¿Por qué los hombres se van de putas?
La importancia de este estudio, más allá de los argumentos que puede ofrecer al debate complejo en torno a la regulación o, en su caso, la abolición de la prostitución, reside en cómo desvela las causas estructurales que continúan alimentando un determinado entendimiento de la sexualidad marcado por las relaciones de género o, lo que es lo mismo, por las relaciones de poder que entre hombres y mujeres sigue estableciendo el patriarcado. De esta manera, hay una evidente línea de continuidad entre la permanente cosificación y sexualización del cuerpo de las mujeres tan presente en nuestra cultura y la consideración del consumo de sexo de pago como una expresión más de una virilidad que continúa respondiendo a los imperativos categóricos del hombre considerado sujeto activo e indiscutible titular del poder y la autoridad. Ahora bien, el salto cualitativo que se ha producido en las últimas décadas, como bien se puso de manifiesto en la mesa redonda que siguió a la presentación de estudio, y en la que intervinieron la profesora Rosa Cobo Bedía, el sociólogo coautor del informe Hilario Sáez y el que firma estas líneas, es la vinculación de dichas prácticas con una industria del ocio y la diversión, de carácter global, y que se apoya en los excesos del capitalismo neoliberal.

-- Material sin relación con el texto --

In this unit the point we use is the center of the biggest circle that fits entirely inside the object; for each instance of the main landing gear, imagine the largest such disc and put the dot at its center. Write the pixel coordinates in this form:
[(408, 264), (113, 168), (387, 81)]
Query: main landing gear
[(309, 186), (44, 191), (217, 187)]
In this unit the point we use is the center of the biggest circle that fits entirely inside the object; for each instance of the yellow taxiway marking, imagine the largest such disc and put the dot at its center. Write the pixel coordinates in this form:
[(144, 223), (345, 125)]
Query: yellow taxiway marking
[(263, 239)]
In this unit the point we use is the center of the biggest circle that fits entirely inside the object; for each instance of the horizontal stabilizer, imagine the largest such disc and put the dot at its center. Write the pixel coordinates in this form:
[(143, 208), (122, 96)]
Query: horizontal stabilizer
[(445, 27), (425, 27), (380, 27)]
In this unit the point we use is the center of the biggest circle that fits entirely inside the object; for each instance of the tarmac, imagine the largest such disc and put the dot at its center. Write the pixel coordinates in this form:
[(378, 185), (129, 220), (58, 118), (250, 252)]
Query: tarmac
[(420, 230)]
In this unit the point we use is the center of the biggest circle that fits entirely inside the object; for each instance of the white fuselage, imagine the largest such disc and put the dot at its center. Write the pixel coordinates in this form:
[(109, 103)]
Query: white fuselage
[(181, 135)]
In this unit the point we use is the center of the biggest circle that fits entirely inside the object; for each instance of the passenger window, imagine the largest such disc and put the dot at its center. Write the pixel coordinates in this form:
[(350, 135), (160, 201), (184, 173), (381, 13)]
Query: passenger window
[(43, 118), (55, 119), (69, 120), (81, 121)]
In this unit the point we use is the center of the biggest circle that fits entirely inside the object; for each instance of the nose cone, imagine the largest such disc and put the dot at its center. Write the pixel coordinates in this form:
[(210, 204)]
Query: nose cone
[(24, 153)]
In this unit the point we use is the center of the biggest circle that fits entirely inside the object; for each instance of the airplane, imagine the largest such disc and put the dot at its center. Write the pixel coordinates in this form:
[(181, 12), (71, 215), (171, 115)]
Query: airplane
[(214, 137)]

La prostitución vendría a ser la prueba más evidente de la estrecha conexión que existe entre patriarcado y capitalismo, la cual se ha visto reforzada en los últimos años por las lecturas neomachistas del primero y neoliberales del segundo. Una suma que, evidentemente, provoca un aumento dramático de la vulnerabilidad de las mujeres y, como demuestran todas las estadísticas, una más que evidente feminización de la pobreza. La visión acumulativa del placer, que con tanta insistencia nos subrayan los medios de comunicación y muy especialmente los mensajes publicitarios, se alía con una concepción de la masculinidad que continúa respondiendo a los esquemas del macho dominante y que provoca, entre otras consecuencias, que los chicos -y las chicas- más jóvenes reproduzcan esquemas tremendamente machistas en sus relaciones afectivas, y muy especialmente en su concepción de la sexualidad. Si a eso unimos la deficiente, por no decir ausente, educación que nuestros hijos e hijas reciben en esta materia, el resultado no es otro que la conquista de dicho espacio por las lógicas depredadoras de la pornografía, y la superación de los criterios éticos por la desregularización propia del mercado salvaje. De esta manera, y como bien señaló Rosa Cobo, en la prostitución confluyen los efectos perversos de tres sistemas de dominio: el patriarcal, el capitalista neoliberal y el racial-cultural. La conjunción de los tres prorroga la heterodesignación de las mujeres en virtud de las prácticas de dominio y opresión de los hombres, al tiempo que se naturaliza el ir de putas como se hace con la desigualdad.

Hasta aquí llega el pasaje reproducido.